Sea Legend One and Luz Ora Residences are the closest comparators to Ayamore on product typology and Dubai Islands positioning. Cross-check each against Ayamore on entry price per sqm, handover date, payment plan flexibility, and developer delivery track record. These four variables determine whether Ayamore's fixed two-configuration structure is a transparency advantage or a flexibility constraint relative to projects offering tiered pricing across multiple unit types.
Capital Horizon Terraces offers a different product typology — buyers seeking additional living volume, terrace space, or a townhouse-style configuration should evaluate whether the per-sqm premium for that product is justified relative to Ayamore's sqm rate at scale.
All competing projects sit within the same Dubai Islands infrastructure ecosystem, which means location as a differentiator is largely neutralised across them. The decision comes down to developer credibility, specific orientation and view premium, verified construction progress, and payment plan terms. Transaction volume is one objective signal worth comparing: 74 registered deals against Ayamore provides a market absorption benchmark — check whether competing projects show higher or lower registered transaction counts at equivalent stages. The full Dubai Islands project landscape covers active supply in depth. Buyers still weighing an off-plan commitment against a ready purchase should review off-plan vs ready before reserving. All currently tracked launches are listed under Dubai Islands projects.
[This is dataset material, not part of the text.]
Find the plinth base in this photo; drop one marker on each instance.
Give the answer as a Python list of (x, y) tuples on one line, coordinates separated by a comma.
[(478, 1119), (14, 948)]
The project is structured around 129.97 sqm and 218.51 sqm configurations at single price points — AED 2.54M and AED 4.09M respectively. Uniform headline pricing is typical of boutique off-plan launches where the developer sets a standardised release rate rather than tiering floor-by-floor premiums at launch. It means buyers cannot access a lower per-sqm rate by selecting a less desirable floor. However, the observed pricing ceiling of AED 25,562 per sqm — well above the base rate of AED 18,718–19,540 — confirms that orientation and view premiums are applied at certain units, so the uniformity is partial rather than absolute. Buyers should ask the agent to specify exactly which units are priced at the upper band before signing.
A sub-3% schedule lag falls within the tolerance range that RERA's monitoring system typically absorbs without enforcement action. On its own it is not a red flag, but it is a live variable — the risk materialises if the lag compounds on successive quarterly RERA updates. Buyers should request the current RERA construction certificate and compare the verified completion percentage against the milestone schedule in the sale and purchase agreement. UAE Law No. 8 of 2007 gates escrow withdrawals to verified milestones, which structurally limits the risk of funds being deployed ahead of progress. If the lag is holding steady or narrowing, Q1 2027 delivery is plausible. A widening trend on the next update is the moment to reassess selection position.
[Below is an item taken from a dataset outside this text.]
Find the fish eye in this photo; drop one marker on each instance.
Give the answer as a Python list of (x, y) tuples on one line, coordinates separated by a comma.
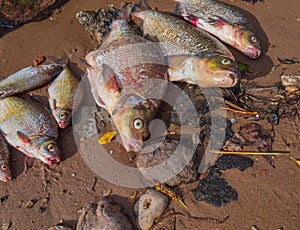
[(253, 39), (4, 167), (51, 148), (138, 124), (225, 62), (62, 116)]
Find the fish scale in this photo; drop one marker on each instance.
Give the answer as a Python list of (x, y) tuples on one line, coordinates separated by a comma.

At AED 18,718–25,562 per sqm, Ayamore occupies the middle band of Dubai Islands supply. Branded residences tied to hotel operators on the islands — Address Hotels and Riu anchor the premium end — command AED 30,000+ per sqm. Non-branded boutique launches on less prime orientations have entered at AED 15,000–18,000 per sqm. Ayamore's rate implies a waterfront or near-waterfront positioning without the branded-residence cost premium, which is a credible value argument if the project delivers on location quality at handover. Buyers must also model total acquisition cost: the 5% buyer-side fee adds AED 127,000 on the entry unit, and the 4% DLD transfer fee adds another AED 101,600, bringing the all-in cost on the AED 2.54M unit to approximately AED 2.92M before financing.